In the October edition of his newsletter, “The Gloom, Boom & Doom Report,” in a section discussing capitalism versus socialism, Faber criticized the move to tear down monuments commemorating the U.S. Civil War military leaders of the Confederacy, and said:

“Thank God white people populated America, not the blacks. Otherwise, the US would look like Zimbabwe, which it might look like one day anyway, but at least America enjoyed 200 years in the economic and political sun under a white majority.”

“I am not a racist,” Faber continued, “but the reality – no matter how politically incorrect – needs to be spelled out as well.”

The comments in his newsletter were circulated on Twitter after subscribers scanned and posted it.

CNBC and Fox Business Network, the business news television channels where Faber has been an occasional guest commentator for years, said Tuesday that Faber was now off their booking lists for their shows.

A CNBC spokesperson said, “We do not intend to book him in the future” and a Fox spokesperson said, “Faber has not appeared on the network often, and will not be on in the future.”

In response to CNBC’s decision, Faber told Reuters in an email: “What else would you expect?”
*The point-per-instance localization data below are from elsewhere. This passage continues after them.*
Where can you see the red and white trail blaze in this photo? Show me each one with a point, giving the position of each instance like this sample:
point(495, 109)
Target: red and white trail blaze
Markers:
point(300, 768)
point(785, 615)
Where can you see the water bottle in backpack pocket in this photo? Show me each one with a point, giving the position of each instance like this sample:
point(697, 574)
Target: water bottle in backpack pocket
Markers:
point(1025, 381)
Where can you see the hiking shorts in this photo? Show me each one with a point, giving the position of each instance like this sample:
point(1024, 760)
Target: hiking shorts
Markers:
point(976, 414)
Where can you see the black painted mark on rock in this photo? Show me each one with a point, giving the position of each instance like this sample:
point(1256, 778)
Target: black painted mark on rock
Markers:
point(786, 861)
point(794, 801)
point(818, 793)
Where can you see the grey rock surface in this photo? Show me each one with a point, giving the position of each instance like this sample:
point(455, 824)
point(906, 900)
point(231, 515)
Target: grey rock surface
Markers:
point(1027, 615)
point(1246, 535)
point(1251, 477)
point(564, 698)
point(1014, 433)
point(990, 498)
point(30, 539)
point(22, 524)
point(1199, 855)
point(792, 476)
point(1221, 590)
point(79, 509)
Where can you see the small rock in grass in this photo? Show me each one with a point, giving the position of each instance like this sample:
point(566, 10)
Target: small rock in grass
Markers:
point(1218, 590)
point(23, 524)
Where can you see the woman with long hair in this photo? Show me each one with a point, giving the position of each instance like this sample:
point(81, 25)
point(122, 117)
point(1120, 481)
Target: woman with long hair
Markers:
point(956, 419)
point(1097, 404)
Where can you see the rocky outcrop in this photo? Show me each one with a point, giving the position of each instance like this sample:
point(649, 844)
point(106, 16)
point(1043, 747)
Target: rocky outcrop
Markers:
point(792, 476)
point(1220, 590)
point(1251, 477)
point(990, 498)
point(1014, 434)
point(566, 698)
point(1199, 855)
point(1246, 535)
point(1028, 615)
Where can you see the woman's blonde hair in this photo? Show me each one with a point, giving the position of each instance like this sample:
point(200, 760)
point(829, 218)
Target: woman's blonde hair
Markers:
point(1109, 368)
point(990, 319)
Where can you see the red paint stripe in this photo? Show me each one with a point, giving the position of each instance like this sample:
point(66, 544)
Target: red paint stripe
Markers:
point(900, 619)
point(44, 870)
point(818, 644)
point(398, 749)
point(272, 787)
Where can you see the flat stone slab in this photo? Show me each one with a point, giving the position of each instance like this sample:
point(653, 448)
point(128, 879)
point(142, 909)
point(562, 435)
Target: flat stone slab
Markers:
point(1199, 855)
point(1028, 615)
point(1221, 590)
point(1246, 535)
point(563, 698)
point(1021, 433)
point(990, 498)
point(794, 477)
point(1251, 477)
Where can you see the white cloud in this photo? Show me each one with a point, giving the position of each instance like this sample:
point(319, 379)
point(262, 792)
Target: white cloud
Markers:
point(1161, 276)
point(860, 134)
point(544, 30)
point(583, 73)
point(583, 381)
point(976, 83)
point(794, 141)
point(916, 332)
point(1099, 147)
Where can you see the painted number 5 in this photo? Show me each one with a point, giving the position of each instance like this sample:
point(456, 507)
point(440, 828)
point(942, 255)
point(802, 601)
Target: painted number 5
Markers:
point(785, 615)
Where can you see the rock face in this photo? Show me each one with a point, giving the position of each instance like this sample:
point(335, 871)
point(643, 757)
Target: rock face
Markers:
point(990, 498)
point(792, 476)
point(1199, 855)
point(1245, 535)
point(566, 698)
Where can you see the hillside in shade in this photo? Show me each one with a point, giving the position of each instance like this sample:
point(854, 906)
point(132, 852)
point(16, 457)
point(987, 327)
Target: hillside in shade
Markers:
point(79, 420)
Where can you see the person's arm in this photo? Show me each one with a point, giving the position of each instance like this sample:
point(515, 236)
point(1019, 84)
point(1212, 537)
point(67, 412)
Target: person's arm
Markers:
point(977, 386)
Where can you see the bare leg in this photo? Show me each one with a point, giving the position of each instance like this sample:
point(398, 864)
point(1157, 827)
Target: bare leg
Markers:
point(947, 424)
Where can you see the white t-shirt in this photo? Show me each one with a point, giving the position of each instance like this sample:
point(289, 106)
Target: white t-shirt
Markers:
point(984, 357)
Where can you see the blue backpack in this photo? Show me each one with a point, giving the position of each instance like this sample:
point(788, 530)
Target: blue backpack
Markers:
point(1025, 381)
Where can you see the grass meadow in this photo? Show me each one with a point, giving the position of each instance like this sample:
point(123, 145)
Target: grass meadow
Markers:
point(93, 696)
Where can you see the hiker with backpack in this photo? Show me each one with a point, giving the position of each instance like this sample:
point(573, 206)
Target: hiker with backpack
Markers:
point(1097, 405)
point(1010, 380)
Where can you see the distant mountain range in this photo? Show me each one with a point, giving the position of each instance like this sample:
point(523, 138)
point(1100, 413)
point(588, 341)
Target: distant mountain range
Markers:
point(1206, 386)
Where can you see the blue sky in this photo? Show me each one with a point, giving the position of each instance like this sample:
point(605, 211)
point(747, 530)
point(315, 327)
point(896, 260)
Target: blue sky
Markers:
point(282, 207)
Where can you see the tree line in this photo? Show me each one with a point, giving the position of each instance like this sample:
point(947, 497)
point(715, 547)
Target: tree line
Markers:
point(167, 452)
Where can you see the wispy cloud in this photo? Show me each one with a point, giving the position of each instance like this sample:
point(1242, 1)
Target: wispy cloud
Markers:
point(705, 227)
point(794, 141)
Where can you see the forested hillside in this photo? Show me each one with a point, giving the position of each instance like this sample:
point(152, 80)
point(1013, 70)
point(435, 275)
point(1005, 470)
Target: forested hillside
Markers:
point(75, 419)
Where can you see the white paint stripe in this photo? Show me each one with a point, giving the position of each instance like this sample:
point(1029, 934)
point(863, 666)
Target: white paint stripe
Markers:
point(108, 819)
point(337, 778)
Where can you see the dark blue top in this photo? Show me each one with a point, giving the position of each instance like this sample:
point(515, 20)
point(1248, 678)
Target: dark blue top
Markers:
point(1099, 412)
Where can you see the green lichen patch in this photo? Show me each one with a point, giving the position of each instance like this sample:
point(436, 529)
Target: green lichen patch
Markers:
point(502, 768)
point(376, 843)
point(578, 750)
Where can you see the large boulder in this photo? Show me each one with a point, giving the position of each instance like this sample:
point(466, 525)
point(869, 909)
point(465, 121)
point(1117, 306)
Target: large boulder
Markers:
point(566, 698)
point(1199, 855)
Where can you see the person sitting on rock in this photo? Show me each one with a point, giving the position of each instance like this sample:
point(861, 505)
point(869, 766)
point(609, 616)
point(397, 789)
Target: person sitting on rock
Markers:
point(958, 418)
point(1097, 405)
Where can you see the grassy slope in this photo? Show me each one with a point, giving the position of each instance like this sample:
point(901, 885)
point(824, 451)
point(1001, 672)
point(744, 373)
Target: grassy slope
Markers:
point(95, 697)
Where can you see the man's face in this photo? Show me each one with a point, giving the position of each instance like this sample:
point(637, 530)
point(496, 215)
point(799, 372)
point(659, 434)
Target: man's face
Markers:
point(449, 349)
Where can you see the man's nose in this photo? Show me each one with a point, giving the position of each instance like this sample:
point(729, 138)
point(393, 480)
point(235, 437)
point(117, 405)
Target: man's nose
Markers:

“If stating some historical facts makes me a racist, then I suppose that I am a racist,” Faber said by email.

“Maybe I am wrong and the U.S. would be far more prosperous if the blacks had populated it but then please explain to me why you would think so.”

For more on racism, watch Fortune’s video:

Sprott, a Toronto-based alternative asset manager where Faber had served as a director since 2010, demanded his resignation and he complied, effective immediately.

“The recent comments by Dr. Faber are deeply disappointing and are completely contradictory with the views of Sprott and its employees,” Sprott Chief Executive Peter Grosskopf said in a statement. “We pride ourselves on being a diverse organization and comments of this sort will not be tolerated.”

Late Tuesday, NovaGold Resources and Ivanhoe Mines, both Vancouver-based mine development companies, announced the departure of Faber from its boards of directors, effective immediately.

“Ivanhoe Mines disagrees with, and deplores, the personally-held views about race that MarcFaber has published in his current investment newsletter,” Ivanhoe said in a statement.

Faber has been on the board of Africa-focused Ivanhoe since 2004 and was paid $120,305 in fees and share-based awards last year, a company filing showed.

Faber, who has been a director of Novagold since 2010 and is on the board’s corporate governance committee, was paid $199,019 in cash, stock and options by the miner in the fiscal year ended Nov. 30, according to a Novagold filing.

Faber, who has said that he predicted the 1987 stock market crash, made his comments after a lengthy critique of socialist policies which were prefaced by a reference to this summer’s violent demonstrations in Charlottesville, Virginia, in which one woman was killed.

Faber described monuments commemorating the U.S. Civil War military leaders of the Confederacy, which were at issue in the protests, as “statues of honorable people whose only crime was to defend what all societies had done for more than 5,000 years: keep a part of the population enslaved.”